Wow: A Story Of A Cat's Paw


[March 23, 1872.]



I think you will be interested in the following anecdote of a

distinguished foreigner. One of the happiest results of that abandonment

of their ancient exclusiveness which has rendered us familiar with the

Japanese, has been the arrival on these shores of a very pretty fluffy

little dog, a born subject of the Mikado, who hails or rather barks from

Nagasaki, and who is happily domiciled w
th a friend of mine, of a

sufficiently elevated mind to esteem at its proper value the privilege

of being the master of a clever and refined dog. The child of the sun

and the earthquake has been named Wow, an ingenious combination of the

familiar utterance of his kind with the full-mouthed terminals of the

language of the merely human inhabitants of his country. My own

impression is that Wow smacks rather of the melodious monosyllabic

tongue of the Flowery Land than of that of the Dragon country; but this

is a detail, and, as a young naval officer newly come from Nipon

remarked to me lately, with much fervour, "Thank God! a fellow isn't

obliged to learn their lingo." Wow has made himself at home and happy in

his Northern residence with all the courtesy and suavity of a true

Japanese, and has attached himself to his master with apparent

resignation to the absence of pigtail and petticoat, articles of attire

replaced in this case by the wig and gown of a Q.C. About this

attachment there is, however, none of the exclusiveness which

characterises the insular dog. Wow is a politician, or at least a

diplomatist, and he desires to maintain friendly relations, with

profitable results to himself, with everybody. He succeeds in doing so

to an extraordinary extent, of which fact his master lately discovered

evidence. Very strict orders, including the absolute prohibition of

bones, had been issued with regard to Wow's diet. The ideas of a country

in which little dogs eat, but are not eaten, require liberality in his

opinion, and Wow made up his mind he would have his bones without

incurring the penalties of disobedience, which his master, in the

interests of the delicate foreigner, was determined to inflict. A

commodious and elegant residence was fitted up in the study for Wow, and

he was permitted free access to the upper floors of the house, but the

line was drawn at the kitchen staircase. That way lay bones and ruin,

and its easy descent was interdicted by stern command, which Wow

understood as clearly as did its utterer, though he at first affected a

simple and unconscious misapprehension. Then Wow was reproved and gently

chastised, an administration of justice performed with the utmost

reluctance by his master, but with the happiest results. Nothing could

be more admirable than Wow's submission, more perfect than his

obedience. He never looked towards the kitchen stairs, and would attend

at the family meals without following the retiring dishes with a wistful

gaze, or betraying a longing for the forbidden bones by so much as a

sniff. Attached to the lower department of the household is a humble

cat, a faithful creature in her way, but not cultivated by my friend as

I could wish. With this meek and useful animal Wow contracted a

friendship regarded by his master as a proof of his amiability and

condescension. (In my capacity of narrator I am compelled to use the

latter somewhat injurious term--as a private individual with an undying

recollection, I repudiate it). But the single-minded Q.C. had something

to learn of the four-footed exile from the Far East concerning this

intimacy. Coming into his study one day at an unusual hour, he saw the

cat--I do not know her name, I am afraid she has not one--stealthily

depositing a bone behind a curtain. Presently she went downstairs, and

returned with a second bone, which she conveyed to the same place of

concealment, whence proceeded a gentle rustling and whisking, suggestive

of the presence of Wow, whose house, or pagoda, was empty. Then arose

the Q.C., and cautiously peeped behind the curtain, where he beheld Wow

and his humble friend amicably discussing their respective bones, Wow's

being the bigger and the meatier of the two.

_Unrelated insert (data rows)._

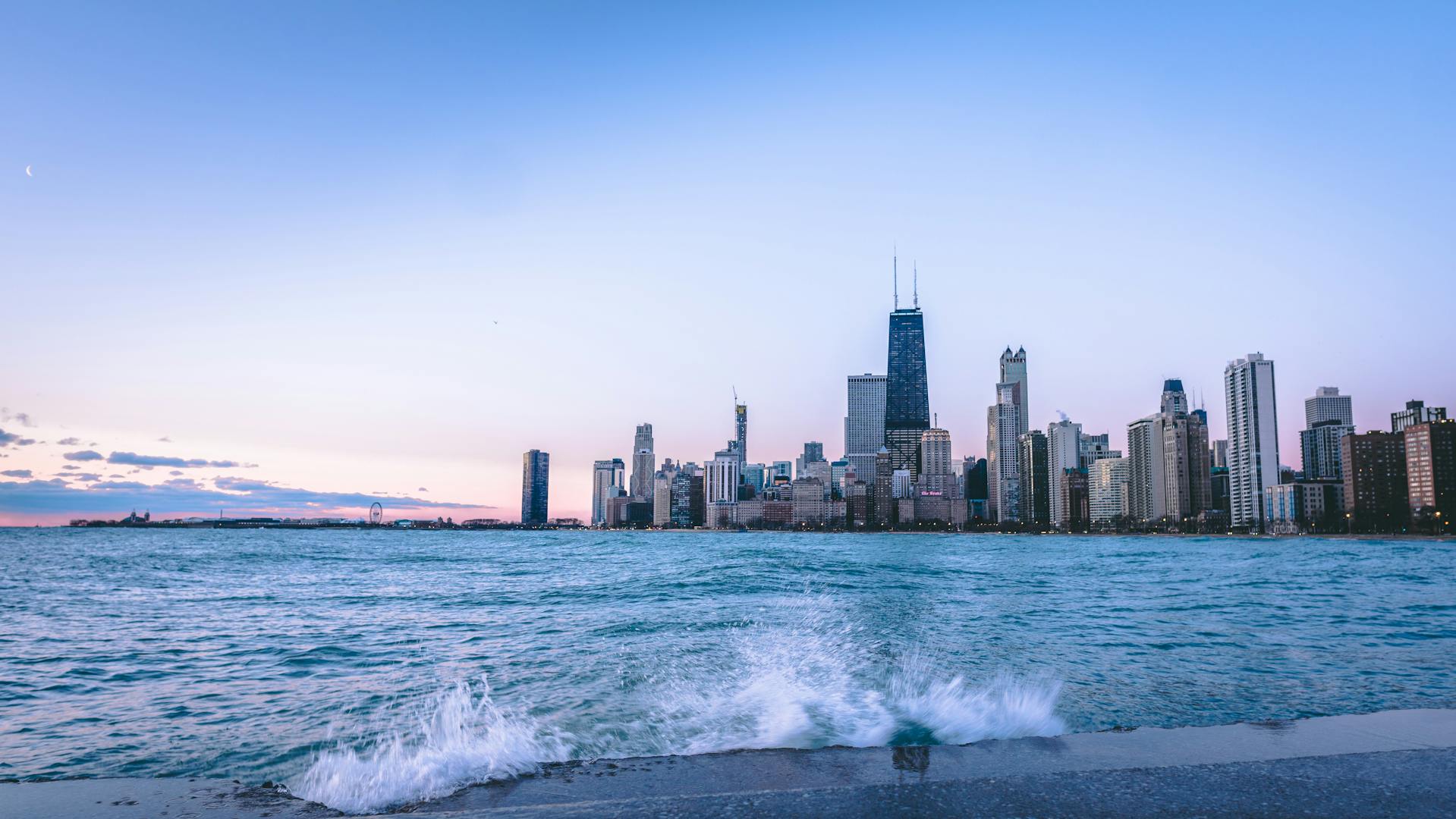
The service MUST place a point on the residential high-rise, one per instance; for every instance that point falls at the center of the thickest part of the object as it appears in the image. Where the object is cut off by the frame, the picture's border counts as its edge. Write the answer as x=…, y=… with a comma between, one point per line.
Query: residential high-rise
x=1319, y=448
x=974, y=489
x=740, y=422
x=936, y=467
x=1004, y=431
x=865, y=424
x=643, y=462
x=1329, y=405
x=1187, y=478
x=535, y=485
x=606, y=476
x=884, y=498
x=687, y=497
x=1094, y=448
x=663, y=494
x=1014, y=372
x=1430, y=467
x=1416, y=412
x=1063, y=453
x=1248, y=391
x=1376, y=488
x=1107, y=491
x=1219, y=454
x=1145, y=469
x=1077, y=505
x=721, y=476
x=1036, y=494
x=907, y=393
x=1174, y=400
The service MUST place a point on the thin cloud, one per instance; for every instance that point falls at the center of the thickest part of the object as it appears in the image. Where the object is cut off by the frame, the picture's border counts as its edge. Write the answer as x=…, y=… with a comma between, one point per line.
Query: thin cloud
x=12, y=438
x=178, y=498
x=147, y=462
x=24, y=419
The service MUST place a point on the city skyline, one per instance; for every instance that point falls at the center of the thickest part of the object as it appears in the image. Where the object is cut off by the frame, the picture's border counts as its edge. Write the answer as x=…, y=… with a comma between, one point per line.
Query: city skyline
x=389, y=297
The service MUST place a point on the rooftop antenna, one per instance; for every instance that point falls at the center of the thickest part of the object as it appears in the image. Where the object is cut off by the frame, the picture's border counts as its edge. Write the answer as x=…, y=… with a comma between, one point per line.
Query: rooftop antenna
x=896, y=268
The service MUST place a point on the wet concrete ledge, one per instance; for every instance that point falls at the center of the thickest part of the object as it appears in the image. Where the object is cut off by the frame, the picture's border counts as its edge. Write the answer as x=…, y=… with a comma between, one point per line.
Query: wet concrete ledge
x=1384, y=764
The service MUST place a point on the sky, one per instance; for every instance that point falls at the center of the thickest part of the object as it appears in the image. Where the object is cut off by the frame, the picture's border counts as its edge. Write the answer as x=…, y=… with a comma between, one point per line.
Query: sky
x=299, y=258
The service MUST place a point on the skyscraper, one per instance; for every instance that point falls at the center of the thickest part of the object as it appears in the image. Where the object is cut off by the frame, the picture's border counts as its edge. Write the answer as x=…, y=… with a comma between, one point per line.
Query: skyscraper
x=1036, y=494
x=535, y=485
x=936, y=470
x=1329, y=405
x=606, y=476
x=907, y=393
x=1063, y=453
x=1006, y=421
x=663, y=494
x=1107, y=489
x=1416, y=412
x=643, y=463
x=882, y=505
x=865, y=424
x=1248, y=391
x=1187, y=475
x=721, y=478
x=740, y=422
x=1145, y=469
x=1002, y=441
x=1376, y=489
x=1430, y=467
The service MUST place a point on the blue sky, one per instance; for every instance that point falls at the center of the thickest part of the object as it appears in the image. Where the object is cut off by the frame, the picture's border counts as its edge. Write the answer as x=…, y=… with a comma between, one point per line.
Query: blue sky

Thus did the Japanese exile illustrate the cosmopolitan story of the

catspaw (with the improvement of making it pleasant for the cat), and

accomplish the proverbially desirable feat of minding both his meat and

his manners. If we could be secured against their imitation, it would be

pleasant to ask our own domestic pets the problems:



"What do you think of that, my cat?"

"What do you think of that, my dog?"





A CONSTANT READER AND DISCIPLE.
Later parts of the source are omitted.